Intervention de Yves Fromion

Réunion du 12 décembre 2012 à 16h30
Commission des affaires européennes

Photo issue du site de l'Assemblée nationale ou de WikipediaYves Fromion, co-rapporteur :

Je voudrais insister sur les avancées que permettent le Traité de Lisbonne en matière d'Europe de la défense. Tout d'abord, un effort important a été consenti pour incarner la politique étrangère de l'Union, au plus haut niveau avec le président du Conseil européen et au plus près de la gestion quotidienne des politiques avec le Haut représentant pour les affaires étrangères et la politique de sécurité, actuellement Mme Catherine Ashton.

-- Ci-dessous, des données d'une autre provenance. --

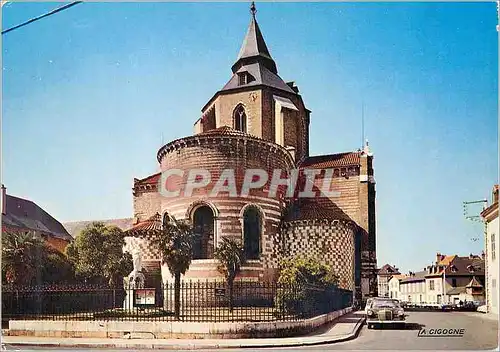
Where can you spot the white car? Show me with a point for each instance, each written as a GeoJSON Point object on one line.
{"type": "Point", "coordinates": [385, 312]}
{"type": "Point", "coordinates": [482, 309]}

La création de ce Haut représentant, dans sa configuration issue du Traité de Lisbonne, a pour objectif de rendre l'Europe plus visible sur la scène internationale tout en donnant davantage de cohérence à l'action extérieure de l'Union européenne. A cette fin, le Haut représentant est doté d'une triple casquette : il est en effet à la fois vice-Président de la Commission, Président du Conseil dans sa formation « affaires étrangères » et mandataire du Conseil, ce qui lui donne une position tout à fait stratégique au coeur des institutions. Ses pouvoirs sont importants.

Ensuite, le Traité de Lisbonne a fourni au Haut représentant les moyens nécessaires à l'accomplissement de ses missions, en prévoyant la mise en place du SEAE, véritable service diplomatique européen. Il compte environ 3 600 agents, si l'on tient compte également des quelque 2 000 agents en poste dans les délégations. Ces personnels sont placés sous l'autorité de la Haute représentante.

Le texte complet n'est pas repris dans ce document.